# Ulan



## Luiz Eduardo Brandão

Merhaba!
Is _ulan_ a filthy word? I mean, when someone calls a guy, e.g.:

"Hey! Uyansana ulan!"
Korktum! Mustafa'ymış! Hemen ayağa kalktım.


----------



## Rallino

It's not always filthy, it may be used as a filler in spoken language, wherein it is not considered bad. 

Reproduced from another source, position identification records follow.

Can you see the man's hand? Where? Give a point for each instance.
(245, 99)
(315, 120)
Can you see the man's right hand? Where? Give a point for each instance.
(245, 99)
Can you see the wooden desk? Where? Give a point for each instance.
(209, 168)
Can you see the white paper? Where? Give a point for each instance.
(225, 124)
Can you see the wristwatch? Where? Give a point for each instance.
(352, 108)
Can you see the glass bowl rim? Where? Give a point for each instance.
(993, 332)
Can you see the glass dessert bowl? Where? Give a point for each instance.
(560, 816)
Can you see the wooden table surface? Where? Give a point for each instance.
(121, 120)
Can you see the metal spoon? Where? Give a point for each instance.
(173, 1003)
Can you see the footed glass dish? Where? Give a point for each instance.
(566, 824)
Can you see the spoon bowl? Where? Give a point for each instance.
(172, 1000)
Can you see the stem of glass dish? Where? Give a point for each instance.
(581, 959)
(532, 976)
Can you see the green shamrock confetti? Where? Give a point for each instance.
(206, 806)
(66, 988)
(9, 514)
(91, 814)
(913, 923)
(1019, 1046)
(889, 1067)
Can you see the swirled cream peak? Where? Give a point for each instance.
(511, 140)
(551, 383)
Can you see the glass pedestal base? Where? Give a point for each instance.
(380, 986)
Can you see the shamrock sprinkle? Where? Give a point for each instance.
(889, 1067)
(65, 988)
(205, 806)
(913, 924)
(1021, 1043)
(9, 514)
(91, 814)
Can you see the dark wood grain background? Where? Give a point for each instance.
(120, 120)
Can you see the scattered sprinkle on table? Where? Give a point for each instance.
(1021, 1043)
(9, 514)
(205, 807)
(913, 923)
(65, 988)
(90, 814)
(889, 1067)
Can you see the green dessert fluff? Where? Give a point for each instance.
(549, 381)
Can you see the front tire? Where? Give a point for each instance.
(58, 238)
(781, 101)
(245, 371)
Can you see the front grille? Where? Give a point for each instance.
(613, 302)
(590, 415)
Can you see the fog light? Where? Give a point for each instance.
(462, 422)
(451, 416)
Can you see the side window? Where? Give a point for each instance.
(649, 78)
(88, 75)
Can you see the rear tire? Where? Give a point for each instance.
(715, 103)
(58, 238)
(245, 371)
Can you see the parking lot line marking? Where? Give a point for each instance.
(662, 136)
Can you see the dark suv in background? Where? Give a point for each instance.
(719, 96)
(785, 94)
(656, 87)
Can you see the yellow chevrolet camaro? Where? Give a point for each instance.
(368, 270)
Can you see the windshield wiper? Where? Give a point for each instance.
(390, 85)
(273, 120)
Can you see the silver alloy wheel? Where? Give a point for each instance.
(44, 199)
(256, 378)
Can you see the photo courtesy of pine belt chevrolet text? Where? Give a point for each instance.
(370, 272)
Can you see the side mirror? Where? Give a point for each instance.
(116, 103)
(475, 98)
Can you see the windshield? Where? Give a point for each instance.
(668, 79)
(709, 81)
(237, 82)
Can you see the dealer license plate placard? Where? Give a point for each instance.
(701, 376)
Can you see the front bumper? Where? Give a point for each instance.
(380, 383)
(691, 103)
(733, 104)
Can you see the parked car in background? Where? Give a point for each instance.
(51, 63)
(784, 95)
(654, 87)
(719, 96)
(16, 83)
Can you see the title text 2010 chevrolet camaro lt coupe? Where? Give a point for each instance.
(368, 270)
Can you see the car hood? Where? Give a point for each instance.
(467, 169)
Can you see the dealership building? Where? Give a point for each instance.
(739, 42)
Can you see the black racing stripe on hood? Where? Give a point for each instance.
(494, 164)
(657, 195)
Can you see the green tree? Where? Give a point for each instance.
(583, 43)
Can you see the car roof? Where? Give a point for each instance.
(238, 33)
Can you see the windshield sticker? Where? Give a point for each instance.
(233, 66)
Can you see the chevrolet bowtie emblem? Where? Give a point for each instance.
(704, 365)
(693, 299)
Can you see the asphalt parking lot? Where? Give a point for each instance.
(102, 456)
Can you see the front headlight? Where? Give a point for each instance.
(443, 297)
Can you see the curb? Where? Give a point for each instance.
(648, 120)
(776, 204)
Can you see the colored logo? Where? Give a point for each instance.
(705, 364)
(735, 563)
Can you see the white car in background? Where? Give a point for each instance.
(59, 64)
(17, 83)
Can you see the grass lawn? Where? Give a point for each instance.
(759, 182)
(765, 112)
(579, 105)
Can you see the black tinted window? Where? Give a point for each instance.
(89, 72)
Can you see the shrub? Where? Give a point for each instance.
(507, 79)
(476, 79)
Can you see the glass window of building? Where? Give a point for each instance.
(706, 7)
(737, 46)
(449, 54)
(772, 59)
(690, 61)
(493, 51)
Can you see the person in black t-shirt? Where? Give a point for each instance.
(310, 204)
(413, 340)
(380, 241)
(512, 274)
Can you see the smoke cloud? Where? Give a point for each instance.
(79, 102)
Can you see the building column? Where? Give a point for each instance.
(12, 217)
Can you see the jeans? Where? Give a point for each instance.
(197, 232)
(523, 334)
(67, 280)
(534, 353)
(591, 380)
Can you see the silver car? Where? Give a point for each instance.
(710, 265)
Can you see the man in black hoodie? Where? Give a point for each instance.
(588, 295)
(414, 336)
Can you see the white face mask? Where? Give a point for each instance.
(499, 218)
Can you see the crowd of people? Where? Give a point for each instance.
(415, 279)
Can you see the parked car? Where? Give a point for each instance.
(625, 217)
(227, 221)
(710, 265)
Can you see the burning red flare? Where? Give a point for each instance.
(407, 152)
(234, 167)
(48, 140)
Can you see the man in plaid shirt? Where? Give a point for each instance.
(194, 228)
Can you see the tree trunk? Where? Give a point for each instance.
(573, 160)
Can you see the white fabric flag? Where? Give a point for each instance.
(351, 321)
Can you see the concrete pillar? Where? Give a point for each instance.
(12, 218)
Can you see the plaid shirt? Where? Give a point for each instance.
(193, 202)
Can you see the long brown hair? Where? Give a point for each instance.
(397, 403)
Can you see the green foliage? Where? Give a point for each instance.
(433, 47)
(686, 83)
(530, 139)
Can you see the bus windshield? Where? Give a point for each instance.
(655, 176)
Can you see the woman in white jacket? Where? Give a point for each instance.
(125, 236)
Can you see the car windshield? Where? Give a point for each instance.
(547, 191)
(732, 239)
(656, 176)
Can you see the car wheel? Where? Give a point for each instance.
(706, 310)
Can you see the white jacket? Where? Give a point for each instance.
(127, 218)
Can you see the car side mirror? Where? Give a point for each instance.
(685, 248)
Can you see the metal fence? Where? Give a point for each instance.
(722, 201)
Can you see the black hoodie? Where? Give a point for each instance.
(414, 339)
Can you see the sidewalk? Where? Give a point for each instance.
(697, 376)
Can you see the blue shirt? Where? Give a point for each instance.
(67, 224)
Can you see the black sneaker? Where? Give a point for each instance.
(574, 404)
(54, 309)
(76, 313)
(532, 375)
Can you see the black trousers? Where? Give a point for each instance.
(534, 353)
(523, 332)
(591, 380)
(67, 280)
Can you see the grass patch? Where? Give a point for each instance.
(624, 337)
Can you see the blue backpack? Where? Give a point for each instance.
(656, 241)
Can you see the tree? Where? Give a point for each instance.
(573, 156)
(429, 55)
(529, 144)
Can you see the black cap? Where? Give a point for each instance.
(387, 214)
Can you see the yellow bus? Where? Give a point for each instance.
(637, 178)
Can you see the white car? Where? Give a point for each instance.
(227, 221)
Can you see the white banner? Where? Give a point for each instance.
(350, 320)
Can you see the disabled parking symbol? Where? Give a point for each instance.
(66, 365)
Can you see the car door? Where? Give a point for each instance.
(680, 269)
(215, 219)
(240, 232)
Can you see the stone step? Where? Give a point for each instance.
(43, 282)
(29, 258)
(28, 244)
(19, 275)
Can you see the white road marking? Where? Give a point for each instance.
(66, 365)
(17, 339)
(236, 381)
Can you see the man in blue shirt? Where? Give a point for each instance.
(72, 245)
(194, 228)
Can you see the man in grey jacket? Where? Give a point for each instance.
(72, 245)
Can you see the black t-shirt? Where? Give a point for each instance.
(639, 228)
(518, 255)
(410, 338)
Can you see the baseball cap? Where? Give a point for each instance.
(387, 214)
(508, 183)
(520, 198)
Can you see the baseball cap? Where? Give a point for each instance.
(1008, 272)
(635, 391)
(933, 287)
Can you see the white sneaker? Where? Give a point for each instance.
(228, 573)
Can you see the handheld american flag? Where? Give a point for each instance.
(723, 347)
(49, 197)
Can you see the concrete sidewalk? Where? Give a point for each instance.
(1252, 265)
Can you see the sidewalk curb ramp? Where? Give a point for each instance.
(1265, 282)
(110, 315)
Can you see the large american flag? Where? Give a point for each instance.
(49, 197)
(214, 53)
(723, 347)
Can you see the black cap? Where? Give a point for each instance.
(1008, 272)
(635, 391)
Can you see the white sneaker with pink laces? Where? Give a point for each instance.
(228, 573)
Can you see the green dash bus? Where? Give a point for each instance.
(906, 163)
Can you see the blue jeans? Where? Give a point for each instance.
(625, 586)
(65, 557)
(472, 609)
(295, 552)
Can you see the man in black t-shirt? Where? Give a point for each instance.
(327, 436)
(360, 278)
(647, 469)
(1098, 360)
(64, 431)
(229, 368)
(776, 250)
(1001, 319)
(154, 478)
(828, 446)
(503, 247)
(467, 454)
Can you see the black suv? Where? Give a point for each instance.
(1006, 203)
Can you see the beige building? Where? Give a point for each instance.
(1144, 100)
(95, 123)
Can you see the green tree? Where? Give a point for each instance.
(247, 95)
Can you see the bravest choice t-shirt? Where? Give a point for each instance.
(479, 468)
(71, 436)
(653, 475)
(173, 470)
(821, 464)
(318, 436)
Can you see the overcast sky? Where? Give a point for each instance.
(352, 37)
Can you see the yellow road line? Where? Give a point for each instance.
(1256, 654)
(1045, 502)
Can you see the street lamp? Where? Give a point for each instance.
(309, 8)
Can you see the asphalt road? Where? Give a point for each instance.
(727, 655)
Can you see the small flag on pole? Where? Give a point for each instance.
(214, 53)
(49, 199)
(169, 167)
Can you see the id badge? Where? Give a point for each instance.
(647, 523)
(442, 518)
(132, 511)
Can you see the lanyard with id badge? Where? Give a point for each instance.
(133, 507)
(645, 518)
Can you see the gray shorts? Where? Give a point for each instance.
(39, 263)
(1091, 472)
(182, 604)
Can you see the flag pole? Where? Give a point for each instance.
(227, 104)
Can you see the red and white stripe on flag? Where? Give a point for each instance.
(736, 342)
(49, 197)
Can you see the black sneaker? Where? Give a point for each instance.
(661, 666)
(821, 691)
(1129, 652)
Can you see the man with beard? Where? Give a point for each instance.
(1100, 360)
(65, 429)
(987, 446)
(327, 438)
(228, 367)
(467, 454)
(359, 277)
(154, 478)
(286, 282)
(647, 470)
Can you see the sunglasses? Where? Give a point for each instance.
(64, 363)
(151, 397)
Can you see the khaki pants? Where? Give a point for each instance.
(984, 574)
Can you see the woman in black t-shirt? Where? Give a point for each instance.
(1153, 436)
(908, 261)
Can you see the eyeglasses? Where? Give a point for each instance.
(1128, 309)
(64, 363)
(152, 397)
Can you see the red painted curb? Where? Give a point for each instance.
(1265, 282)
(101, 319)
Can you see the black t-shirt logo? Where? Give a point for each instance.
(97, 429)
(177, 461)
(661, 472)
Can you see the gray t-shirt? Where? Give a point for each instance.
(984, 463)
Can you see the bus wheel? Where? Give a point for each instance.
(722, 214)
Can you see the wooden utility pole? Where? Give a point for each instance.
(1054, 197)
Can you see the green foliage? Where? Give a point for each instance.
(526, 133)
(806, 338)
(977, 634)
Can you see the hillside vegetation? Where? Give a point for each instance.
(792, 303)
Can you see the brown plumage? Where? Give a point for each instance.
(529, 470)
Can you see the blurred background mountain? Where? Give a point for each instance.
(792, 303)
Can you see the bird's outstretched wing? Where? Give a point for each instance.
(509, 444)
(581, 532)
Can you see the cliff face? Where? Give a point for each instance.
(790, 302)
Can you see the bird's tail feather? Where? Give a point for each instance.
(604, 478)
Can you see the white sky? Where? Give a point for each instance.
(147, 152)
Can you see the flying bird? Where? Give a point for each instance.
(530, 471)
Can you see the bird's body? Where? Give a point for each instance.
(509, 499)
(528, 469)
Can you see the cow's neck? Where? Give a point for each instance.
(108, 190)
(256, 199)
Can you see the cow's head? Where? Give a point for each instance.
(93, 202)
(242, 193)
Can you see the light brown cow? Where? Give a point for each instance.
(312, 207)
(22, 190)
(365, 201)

Ex: _"... Sonra derse girdik, profesör PowerPoint sunumlarını bize okumaya başladı. Ulan ben onları evde de okurdum; sen bize kendin anlatmayacaksan, biz niye derse geliyoruz ki?! "_


But if you use it when addressing someone, it is rude. And one might find himself in trouble if he uses it with people he is not acquainted with.


----------



## Luiz Eduardo Brandão

Thank you again, Rallino.


----------



## poika-

If you know the usage of 'malaka' in Greek; we also use Ulan (or just _lan) _in that meaning


----------



## Luiz Eduardo Brandão

Thank you, poika.


----------



## cicikuş

Rallino said:


> But if you use it when addressing someone, it is rude. And one might find himself in trouble if he uses it with people he is not acquainted with.



Not always. If you adress someone with "ulan" and they know you are non-native speaker of the Turkish language, it can sound pretty friendly


----------



## Luiz Eduardo Brandão

Thank you, Cicikuş.


----------